Forum OpenACS Q&A: Re: Openacs process disappearing

Collapse
Posted by Andrew Piskorski on
Jason, FYI, to get the best help here on the Forums, you really should give us a lot more info first thing, e.g.: What operating system and version? What version of AOLserver? (Apparently 4.0.9 from your log.) What AOLserver modules do you have loaded? (In particular, do you have any nonstandard modules?) What version of Tcl? How did you build and install AOLserver and Tcl? What threads and stacksize settings are you using in your AOLserver config file (in the ns/parameters and ns/server/$servername sections.)?

In general there are only three ways AOLserver can be killed: It itself chooses to shut down by Tcl code calling ns_shutdown or the like, it crashes, or some other process (the kernel, the user, whatever) purposely kills it.

Your AOLserver log has no messages at all from AOLserver about shutting down, it was just running normally, and then bang, a minute or so later it's starting up again. That means that AOLserver either crashed or was kill -9'd (SIGKILL). If it had been killed with a plain kill (SIGTERM) or ns_shutdown, you'd see evidence of AOLserver doing an orderly shutdown in its log - which you don't.

Do you have some form of process resource limits configured in your operating system? Memory limits or the like? I bet that's it - some web crawler hits your (otherwise low traffic) site, AOLserver grabs a bunch more memory, and then your OS shoots the process dead with kill -9. (If true, that isn't AOLserver's fault, your OS is misconfigured.) If you're on Linux, check with "ulimit -a". Ideally, run ulimit -a from the script which actually starts AOLserver.
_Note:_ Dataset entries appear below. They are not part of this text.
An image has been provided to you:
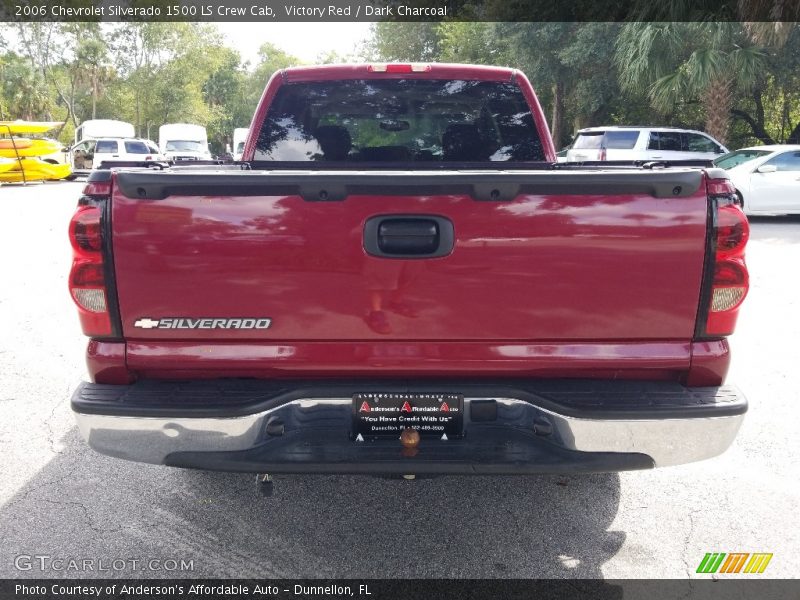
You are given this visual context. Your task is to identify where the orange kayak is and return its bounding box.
[0,138,33,151]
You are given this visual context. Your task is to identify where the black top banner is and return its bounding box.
[0,579,800,600]
[0,0,800,22]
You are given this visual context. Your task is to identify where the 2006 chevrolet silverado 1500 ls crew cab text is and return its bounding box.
[70,64,748,482]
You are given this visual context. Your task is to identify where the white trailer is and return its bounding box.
[75,119,136,144]
[232,127,250,160]
[158,123,211,161]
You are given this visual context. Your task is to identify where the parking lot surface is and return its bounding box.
[0,182,800,578]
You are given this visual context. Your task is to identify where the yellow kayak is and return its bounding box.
[0,156,18,173]
[0,158,72,183]
[0,121,63,135]
[0,138,62,158]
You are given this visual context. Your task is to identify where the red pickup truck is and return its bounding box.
[69,64,749,482]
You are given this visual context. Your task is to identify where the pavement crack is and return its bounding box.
[42,498,109,533]
[44,389,69,454]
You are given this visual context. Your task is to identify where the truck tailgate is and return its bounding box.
[111,170,708,343]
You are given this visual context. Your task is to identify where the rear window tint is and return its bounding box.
[94,140,119,154]
[647,131,686,152]
[125,142,152,154]
[605,130,639,150]
[714,150,769,169]
[254,79,544,164]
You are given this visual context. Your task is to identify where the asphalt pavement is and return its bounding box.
[0,182,800,578]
If on the other hand AOLserver is in fact crashing, you want it to leave a core file so that you can figure out why it crashed. If you're on Linux, make sure you do something like "ulimit -c unlimited" in the script which starts AOLserver. That sets no limit on the max size of corefiles - the default is often 0, which means you won't get any corefile at all. You may want to set that as a system-wide default in "/etc/profile".